The special prosecutor said “credible” information obtained from news media reports, as well as classified information the government possesses, suggest Leshchenko was receiving money from a Russian businessman and was trying to buy a condo in August and September 2016.
“One of the major pieces of evidence in the case, looking at his tax returns and financial records, he (Leshchenko) does not appear to have the resources to buy an apartment of that value,” Kholodnytskyy said.
“According to information published in the mass media, a member of the parliament systematically received millions in bribes from an entrepreneur to lobby for the latter’s business interests,
specifically to influence officials of government agencies and law enforcement agencies and create the necessary public opinion in the media space,” the special anti-corruption prosecutor’s office led by Kholodnytskyy declared.
Ukrainian officials told me Thursday that the U.S. embassy during Barack Obama’s presidency applied pressure in recent years to steer investigations away from Leshchenko.
A source with direct knowledge said Leshchenko was one of the people the U.S. ambassador in Kiev asked Ukrainian prosecutors not to pursue in 2016.
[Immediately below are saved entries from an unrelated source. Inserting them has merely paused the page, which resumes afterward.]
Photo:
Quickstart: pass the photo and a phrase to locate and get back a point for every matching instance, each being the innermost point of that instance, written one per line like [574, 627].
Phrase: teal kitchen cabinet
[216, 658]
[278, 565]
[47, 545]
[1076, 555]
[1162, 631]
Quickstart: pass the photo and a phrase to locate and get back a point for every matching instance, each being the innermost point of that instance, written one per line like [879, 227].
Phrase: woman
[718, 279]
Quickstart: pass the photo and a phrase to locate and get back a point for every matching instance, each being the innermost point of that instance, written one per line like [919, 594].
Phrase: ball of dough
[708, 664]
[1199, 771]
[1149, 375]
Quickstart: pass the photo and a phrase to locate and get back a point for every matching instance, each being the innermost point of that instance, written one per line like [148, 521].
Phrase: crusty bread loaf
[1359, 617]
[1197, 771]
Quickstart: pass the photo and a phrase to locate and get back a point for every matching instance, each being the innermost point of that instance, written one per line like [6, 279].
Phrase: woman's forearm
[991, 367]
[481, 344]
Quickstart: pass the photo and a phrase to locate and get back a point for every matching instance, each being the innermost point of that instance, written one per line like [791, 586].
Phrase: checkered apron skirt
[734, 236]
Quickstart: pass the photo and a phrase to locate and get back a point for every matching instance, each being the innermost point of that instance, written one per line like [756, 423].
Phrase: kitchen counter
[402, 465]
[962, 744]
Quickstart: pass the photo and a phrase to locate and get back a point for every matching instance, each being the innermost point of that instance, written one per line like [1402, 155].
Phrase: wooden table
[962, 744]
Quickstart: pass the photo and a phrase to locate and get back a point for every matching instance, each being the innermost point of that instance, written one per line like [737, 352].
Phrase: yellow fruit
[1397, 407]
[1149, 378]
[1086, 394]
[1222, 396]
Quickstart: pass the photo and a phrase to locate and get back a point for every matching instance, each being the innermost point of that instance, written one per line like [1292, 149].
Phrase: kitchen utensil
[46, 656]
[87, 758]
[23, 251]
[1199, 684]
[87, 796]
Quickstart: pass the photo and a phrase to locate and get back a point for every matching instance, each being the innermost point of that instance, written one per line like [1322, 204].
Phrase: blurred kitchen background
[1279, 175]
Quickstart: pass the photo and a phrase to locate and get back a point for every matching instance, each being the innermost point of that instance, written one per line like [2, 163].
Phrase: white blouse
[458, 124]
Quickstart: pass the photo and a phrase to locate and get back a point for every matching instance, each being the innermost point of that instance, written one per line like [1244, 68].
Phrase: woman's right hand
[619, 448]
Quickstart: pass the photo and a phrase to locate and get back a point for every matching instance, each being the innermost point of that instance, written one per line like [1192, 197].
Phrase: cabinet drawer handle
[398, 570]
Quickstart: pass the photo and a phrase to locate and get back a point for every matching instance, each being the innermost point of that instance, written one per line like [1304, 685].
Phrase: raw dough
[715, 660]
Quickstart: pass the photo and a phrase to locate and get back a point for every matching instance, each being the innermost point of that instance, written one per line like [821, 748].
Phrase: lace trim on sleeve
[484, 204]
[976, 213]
And one of the ironies of Thursday’s announcement is that Leshchenko’s case now will be investigated by detectives from the same agency — NABU — that a court found in December had collaborated with him to influence the U.S. election improperly.
Whatever happens next in Ukraine, there’s growing evidence that Leshchenko and his activities during the 2016 election in America may deserve scrutiny on this side of the ocean, too.
And that alarm will sound all the more loudly if Ukrainian authorities find any evidence substantiating that Leshchenko received bribes or influence money from Russia in 2016.
In a related matter, Ukraine’s chief prosecutor gave an interview with Bloomberg News reiterating comments he first made in a Hill.TV interview broadcast April 1.
In that interview. Prosecutor General Yuriy Lutsenko told me he was reopening parts of an investigation involving a Ukrainian natural gas company, Burisma Holdings, where then-Vice President Joe Biden’s son, Hunter, worked as a board member.
Lutsenko said he did not believe some $3 million in payments that Burisma made to Hunter Biden’s U.S. company violated Ukraine law but might be of interest to U.S. authorities.
Lutsenko told Bloomberg on Thursday that he’d like to offer evidence to U.S. Attorney General William Barr, so that American authorities can check whether Hunter Biden paid U.S. taxes.